4.2. The also() method

If we want to apply some additional operation, for example logging on every non-nullable value we can use an also() method and chain it with a let():

var res = listOf<String?>()
for (item in names) {
    item?.let { res = res.plus(it); it }
  ?.also{it -> println("non nullable value: $it")}
}

It will print out every element that is not null:

non nullable value: Tom
non nullable value: Michael

4.3. The run() method

Kotlin has a run() method to execute some operation on a nullable reference. It is very similar to let() but inside of a function body, the run() method operates on this reference instead of a function parameter:

var res = listOf<String?>()
for (item in names) {
    item?.run{res = res.plus(this)}
}

5. Elvis Operator

Sometimes, when we have a reference, we want to return some default value from the operation if the reference holds a null. To achieve that, we can use an elvis (?:) operator. This is an equivalent of orElse/orElseGet from Java Optional class:

val value: String? = null

val res = value?.length ?: -1

assertEquals(res, -1)

When the value reference holds a non-nullable value, the method length will be invoked:

val value: String? = "name"

val res = value?.length ?: -1

assertEquals(res, 4)

6. Nullable Unsafe Get

Kotlin also has an unsafe operator to get a value of a nullable field without handling absence logic explicitly, but it should be used very carefully.

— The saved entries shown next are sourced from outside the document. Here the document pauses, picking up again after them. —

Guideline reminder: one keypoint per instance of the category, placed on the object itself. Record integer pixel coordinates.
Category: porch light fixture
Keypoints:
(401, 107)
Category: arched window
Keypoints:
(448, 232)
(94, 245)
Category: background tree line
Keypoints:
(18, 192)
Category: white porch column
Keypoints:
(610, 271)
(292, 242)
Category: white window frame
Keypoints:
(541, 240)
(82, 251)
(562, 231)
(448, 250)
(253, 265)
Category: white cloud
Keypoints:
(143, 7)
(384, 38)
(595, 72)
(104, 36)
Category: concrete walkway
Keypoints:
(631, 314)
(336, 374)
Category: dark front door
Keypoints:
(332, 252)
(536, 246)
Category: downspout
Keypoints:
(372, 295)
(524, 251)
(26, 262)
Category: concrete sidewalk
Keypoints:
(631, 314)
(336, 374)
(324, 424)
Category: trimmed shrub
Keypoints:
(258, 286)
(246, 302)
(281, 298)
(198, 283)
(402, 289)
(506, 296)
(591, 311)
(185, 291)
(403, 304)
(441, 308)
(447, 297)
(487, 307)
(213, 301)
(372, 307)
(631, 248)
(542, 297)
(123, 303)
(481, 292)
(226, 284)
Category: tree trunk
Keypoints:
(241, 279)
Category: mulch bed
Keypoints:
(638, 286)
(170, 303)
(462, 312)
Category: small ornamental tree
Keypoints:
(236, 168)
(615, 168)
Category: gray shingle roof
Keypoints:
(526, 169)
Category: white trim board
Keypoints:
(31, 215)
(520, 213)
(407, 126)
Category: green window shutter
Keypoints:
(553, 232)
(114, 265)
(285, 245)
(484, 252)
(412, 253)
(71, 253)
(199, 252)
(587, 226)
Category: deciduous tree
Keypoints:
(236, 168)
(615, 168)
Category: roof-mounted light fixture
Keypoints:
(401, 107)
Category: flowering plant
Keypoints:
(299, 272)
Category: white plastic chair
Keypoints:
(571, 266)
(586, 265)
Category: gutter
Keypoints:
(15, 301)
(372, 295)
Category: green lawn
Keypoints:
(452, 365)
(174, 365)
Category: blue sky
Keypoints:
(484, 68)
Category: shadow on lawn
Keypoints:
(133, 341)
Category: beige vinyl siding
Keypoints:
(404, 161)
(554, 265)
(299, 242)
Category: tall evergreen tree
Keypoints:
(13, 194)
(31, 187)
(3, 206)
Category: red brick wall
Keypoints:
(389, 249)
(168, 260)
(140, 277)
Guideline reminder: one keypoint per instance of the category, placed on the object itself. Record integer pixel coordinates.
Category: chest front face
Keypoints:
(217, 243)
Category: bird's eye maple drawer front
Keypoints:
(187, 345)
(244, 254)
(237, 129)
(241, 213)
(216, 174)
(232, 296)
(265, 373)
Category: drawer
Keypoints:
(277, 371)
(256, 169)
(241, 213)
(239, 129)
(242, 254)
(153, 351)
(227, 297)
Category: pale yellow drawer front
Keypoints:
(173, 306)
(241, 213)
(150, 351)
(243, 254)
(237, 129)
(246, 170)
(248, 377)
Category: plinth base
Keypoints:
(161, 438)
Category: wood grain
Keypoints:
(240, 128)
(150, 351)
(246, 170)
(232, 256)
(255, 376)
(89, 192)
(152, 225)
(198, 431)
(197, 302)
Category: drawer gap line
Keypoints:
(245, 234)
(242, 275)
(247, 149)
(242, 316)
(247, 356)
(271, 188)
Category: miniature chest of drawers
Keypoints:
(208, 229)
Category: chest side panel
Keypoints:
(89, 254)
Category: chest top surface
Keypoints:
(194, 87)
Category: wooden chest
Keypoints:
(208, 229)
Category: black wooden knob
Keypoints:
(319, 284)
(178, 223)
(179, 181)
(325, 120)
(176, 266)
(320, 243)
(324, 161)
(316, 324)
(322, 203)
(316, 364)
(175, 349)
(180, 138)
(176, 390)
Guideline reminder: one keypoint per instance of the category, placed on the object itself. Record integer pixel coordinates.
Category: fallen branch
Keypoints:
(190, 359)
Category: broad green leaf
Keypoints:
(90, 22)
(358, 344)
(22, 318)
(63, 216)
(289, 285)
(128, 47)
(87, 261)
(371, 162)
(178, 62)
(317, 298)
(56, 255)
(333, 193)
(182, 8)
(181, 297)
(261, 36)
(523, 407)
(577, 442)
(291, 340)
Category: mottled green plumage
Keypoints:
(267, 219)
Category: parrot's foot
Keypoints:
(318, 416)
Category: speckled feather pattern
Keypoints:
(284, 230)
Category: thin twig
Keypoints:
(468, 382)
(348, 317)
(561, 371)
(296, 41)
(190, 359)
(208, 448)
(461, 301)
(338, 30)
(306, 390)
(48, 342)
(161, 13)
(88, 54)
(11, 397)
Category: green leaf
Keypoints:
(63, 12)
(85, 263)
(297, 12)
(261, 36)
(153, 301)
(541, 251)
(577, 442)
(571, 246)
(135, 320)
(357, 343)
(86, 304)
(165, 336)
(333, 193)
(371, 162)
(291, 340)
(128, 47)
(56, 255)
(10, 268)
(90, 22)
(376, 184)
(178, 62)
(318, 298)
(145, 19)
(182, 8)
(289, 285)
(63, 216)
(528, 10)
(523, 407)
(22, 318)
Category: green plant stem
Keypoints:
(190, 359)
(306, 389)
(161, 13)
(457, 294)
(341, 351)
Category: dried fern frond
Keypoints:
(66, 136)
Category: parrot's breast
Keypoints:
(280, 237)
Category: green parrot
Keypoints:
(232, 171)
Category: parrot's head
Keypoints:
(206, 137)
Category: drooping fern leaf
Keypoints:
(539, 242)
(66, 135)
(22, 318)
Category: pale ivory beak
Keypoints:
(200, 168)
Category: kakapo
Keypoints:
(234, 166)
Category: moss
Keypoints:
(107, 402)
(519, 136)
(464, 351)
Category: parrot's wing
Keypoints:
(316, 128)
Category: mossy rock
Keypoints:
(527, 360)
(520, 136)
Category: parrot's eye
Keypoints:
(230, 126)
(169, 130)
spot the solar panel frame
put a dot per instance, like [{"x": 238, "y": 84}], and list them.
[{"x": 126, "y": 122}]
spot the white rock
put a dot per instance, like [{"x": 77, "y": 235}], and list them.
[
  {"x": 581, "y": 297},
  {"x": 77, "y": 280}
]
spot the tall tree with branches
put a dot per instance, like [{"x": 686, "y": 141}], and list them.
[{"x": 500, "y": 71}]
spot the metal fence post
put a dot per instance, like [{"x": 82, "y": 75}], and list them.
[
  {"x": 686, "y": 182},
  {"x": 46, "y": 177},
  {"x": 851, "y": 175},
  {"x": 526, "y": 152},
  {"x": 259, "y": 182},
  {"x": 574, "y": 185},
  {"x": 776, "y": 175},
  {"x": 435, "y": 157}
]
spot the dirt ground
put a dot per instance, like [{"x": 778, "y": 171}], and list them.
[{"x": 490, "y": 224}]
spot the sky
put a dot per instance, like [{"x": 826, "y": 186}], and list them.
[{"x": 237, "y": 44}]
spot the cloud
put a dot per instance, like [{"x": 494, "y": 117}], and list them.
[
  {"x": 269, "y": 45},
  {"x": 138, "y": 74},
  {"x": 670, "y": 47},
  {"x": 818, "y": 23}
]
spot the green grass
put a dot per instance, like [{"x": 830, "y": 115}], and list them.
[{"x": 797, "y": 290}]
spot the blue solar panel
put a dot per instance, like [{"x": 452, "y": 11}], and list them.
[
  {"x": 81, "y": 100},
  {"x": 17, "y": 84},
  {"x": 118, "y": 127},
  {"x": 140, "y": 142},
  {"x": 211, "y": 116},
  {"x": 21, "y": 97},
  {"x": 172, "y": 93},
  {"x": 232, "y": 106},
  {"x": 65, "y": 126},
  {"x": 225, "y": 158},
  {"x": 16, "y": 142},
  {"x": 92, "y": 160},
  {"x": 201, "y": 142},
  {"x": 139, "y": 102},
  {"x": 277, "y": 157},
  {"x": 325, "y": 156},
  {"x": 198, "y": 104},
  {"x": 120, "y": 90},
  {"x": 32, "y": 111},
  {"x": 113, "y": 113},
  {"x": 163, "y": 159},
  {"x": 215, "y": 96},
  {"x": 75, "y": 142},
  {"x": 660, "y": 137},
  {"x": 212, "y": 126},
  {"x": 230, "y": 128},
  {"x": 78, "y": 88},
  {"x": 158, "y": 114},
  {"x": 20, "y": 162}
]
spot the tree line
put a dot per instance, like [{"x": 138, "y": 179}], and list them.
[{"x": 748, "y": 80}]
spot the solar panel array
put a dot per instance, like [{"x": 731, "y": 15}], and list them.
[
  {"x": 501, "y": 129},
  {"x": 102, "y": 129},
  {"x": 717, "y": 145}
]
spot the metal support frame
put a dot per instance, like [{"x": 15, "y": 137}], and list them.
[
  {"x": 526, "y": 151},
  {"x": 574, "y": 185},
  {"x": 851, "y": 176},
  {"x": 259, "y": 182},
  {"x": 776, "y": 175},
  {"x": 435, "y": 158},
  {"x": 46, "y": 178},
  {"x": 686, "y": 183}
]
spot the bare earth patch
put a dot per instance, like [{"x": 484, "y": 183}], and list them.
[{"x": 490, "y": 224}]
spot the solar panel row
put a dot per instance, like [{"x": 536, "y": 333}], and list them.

The double exclamation mark operator (!!) takes a value from a nullable reference and throws a NullPointerException if it holds null. This is an equivalent of Optional.get() operation:

var b: String? = "value"
b = null

assertFailsWith<NullPointerException> {
    b!!.length
}

If the nullable reference holds a non-nullable value, the action on that value will be executed successfully:

val b: String? = "value"

assertEquals(b!!.length, 5)

7. Filtering Null Values From a List

The List class in Kotlin has a utility method filterNotNull() that returns only non-nullable values from a list that holds nullable references:

val list: List<String?> = listOf("a", null, "b")

val res = list.filterNotNull()

assertEquals(res.size, 2)
assertTrue { res.contains("a") }
assertTrue { res.contains("b") }

This is a very useful construct that encapsulates the logic that we would otherwise need to implement ourselves.

8. Conclusion

In this article, we explored Koltin’s null safety features in depth. We saw types of references that can hold null values and those that cannot. We implemented fluent null handling logic by using “safe call” features and the elvis operator.

The implementation of all these examples and code snippets can be found in the GitHub project – this is a Maven project, so it should be easy to import and run as it is.